TIs e erradicação da vida pública
As novas tecnologias de comunicação são fundamentais para a erradicação da “vida pública” de todas as pessoas. Isso facilita o florescimento de uma instituição militar high-tech permanente, com prejuízos culturais e econômicos para a maioria das pessoas, mas especialmente para as mulheres. (p. 73)
Videogames ~ competição e militarização.
Tecnologias como videogames e aparelhos de televisão extremamente miniaturizados parecem cruciais para a produção de formas modernas de “vida privada”. A cultura dos videogames é fortemente orientada para a competição individual e para a guerra espacial. Desenvolve-se, aqui, em conexão com a dinâmica de gênero, uma imaginação high-tech, uma imaginação que pode contemplar a possibilidade da destruição do planeta, permitindo, como se fosse uma ficção científica, que se escape às suas consequências (p. 73)
Sexualidade ~ instrumentalidade [~Dardot e Laval sobre dispositivos de desempenho e gozo]
As novas tecnologias afetam as relações sociais tanto da sexualidade quanto da reprodução, e nem sempre da mesma forma. Os estreitos vínculos entre a sexualidade e a instrumentalidade – uma visão sobre o corpo que o concebe como uma espécie de máquina de maximização da satisfação e da utilidade privadas – são descritos de forma admirável, nas histórias sociobiológicas sobre origem que enfatizam o cálculo genético e descrevem a inevitável dialética da dominação entre os papéis sexuais feminino e masculino. (p. 74)
Visualização e intervenção do corpo da mulher com as tecnologias contemporâneas
Essas histórias sociobiológicas baseiam-se em uma visão high-tech do corpo – uma visão que o concebe como um componente biótico ou como um sistema cibernético de comunicação. Uma das mais importantes transformações da situação reprodutiva das mulheres dá-se no campo médico, no qual as fronteiras de seus corpos se tornam permeáveis, de uma nova forma, à “visualização” e à “intervenção” das novas tecnologias. Obviamente, saber quem controla a interpretação das fronteiras corporais na hermenêutica médica é uma questão feminista importantíssima. (p. 74)
Rede ideológica [~Chiapelo & Boltanski ?]
Se foi, alguma vez, possível caracterizar ideologicamente as vidas das mulheres por meio da distinção entre os domínios público e privado, uma distinção que era sugerida por imagens de uma vida operária dividida entre a fábrica e a casa; de uma vida burguesa dividida entre o mercado e a casa; de uma vida de gênero dividida entre os domínios pessoal e político, não é suficiente, agora, nem mesmo mostrar como ambos os termos dessas dicotomias se constroem mutuamente na prática e na teoria. Prefiro a imagem de uma rede ideológica – o que sugere uma profusão de espaços e identidades e a permeabilidade das fronteiras no corpo pessoal e no corpo político. A ideia de “rede” evoca tanto uma prática feminista quanto uma estratégia empresarial multinacional – tecer é uma atividade para ciborgues oposicionistas. (p. 76)

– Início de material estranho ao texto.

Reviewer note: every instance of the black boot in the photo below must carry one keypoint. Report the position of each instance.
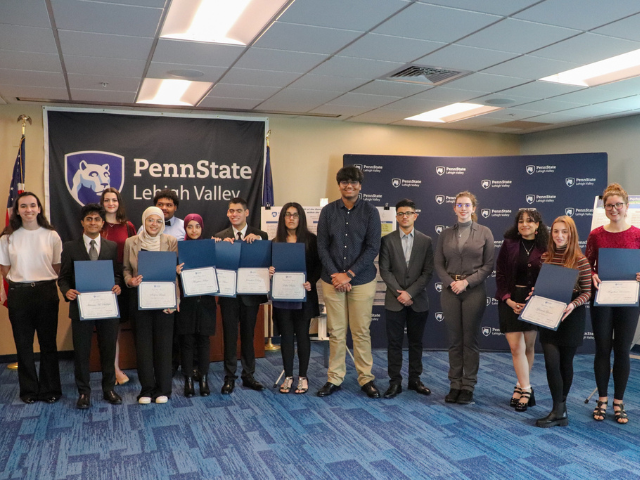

Entretanto, não há nenhum “lugar” [[ das mulheres no circuito integrado: Casa, Mercado, Local de Trabalho Assalariado, Estado, Escola, Hospital-Clínica e Igreja. ]] para as mulheres nessas redes, apenas uma geometria da diferença e da contradição, crucial às identidades ciborguianas das mulheres. Se aprendermos a interpretar essas redes de poder e de vida social, poderemos construir novas alianças e novas coalizões. Não há como ler a seguinte lista a partir de uma perspectiva identitária, a partir da perspectiva de um eu unitário. O importante é a dispersão. A tarefa consiste em sobreviver na diáspora. (p. 77)
Informática da dominação como intensificação da insegurança e empobrecimento cultural, com um fracasso de redes de subsistência
A única forma de caracterizar a informática da dominação é vê-la como uma intensificação massiva da insegurança e do empobrecimento cultural, com um fracasso generalizado das redes de subsistência para os mais vulneráveis. (p. 80)
Dificuldades dos marxismos em compreender a relação dominação-(falsa)consciência [crítica à noção de ideologia e alienação ?]
Por excelentes razões, os marxismos veem melhor a dominação, mas têm dificuldades em compreender a falsa consciência e a cumplicidade das pessoas no processo de sua própria dominação, no capitalismo tardio. É importante lembrar que o que se perde, com esses rearranjos, especialmente do ponto de vista das mulheres, está, com frequência, ligado a formas virulentas de opressão, as quais, em face da violência existente, são nostalgicamente naturalizadas. A ambivalência para com as unidades rompidas por meio das culturas high-tech exige que não classifiquemos a consciência entre, de um lado, uma “crítica lúcida, como fundamento de uma sólida epistemologia política” e, de outro, uma “consciência falsa e manipulada”, mas que tenhamos uma sutil compreensão dos prazeres, das experiências e dos poderes emergentes, os quais apresentam um forte potencial para mudar as regras do jogo. (p. 81-2)
Parcialidade do ponto de vista feminista [antecipação da tese desenvolvida em 'conhecimentos situados'?]. Crítica à noção de totalidade (como imperialista). Possibilidade de uma ciência feminista (~parcialidade).
A parcialidade permanente dos pontos de vista feministas tem consequências para nossas expectativas relativamente a formas de organização e participação políticas. Para trabalhar direito, não temos necessidade de uma totalidade. O sonho feminista sobre uma linguagem comum, como todos os sonhos sobre uma linguagem que seja perfeitamente verdadeira, sobre uma nomeação perfeitamente fiel da experiência, é um sonho totalizante e imperialista. Nesse sentido, em sua ânsia por resolver a contradição, também a dialética é uma linguagem de sonho. Talvez possamos, ironicamente, aprender, a partir de nossas fusões com animais e máquinas, como não ser o Homem, essa corporificação do logos ocidental. Do ponto de vista do prazer que se tem nessas potentes e interditadas fusões, tornadas inevitáveis pelas relações sociais da ciência e da tecnologia, talvez possa haver, de fato, uma ciência feminista. (p. 83)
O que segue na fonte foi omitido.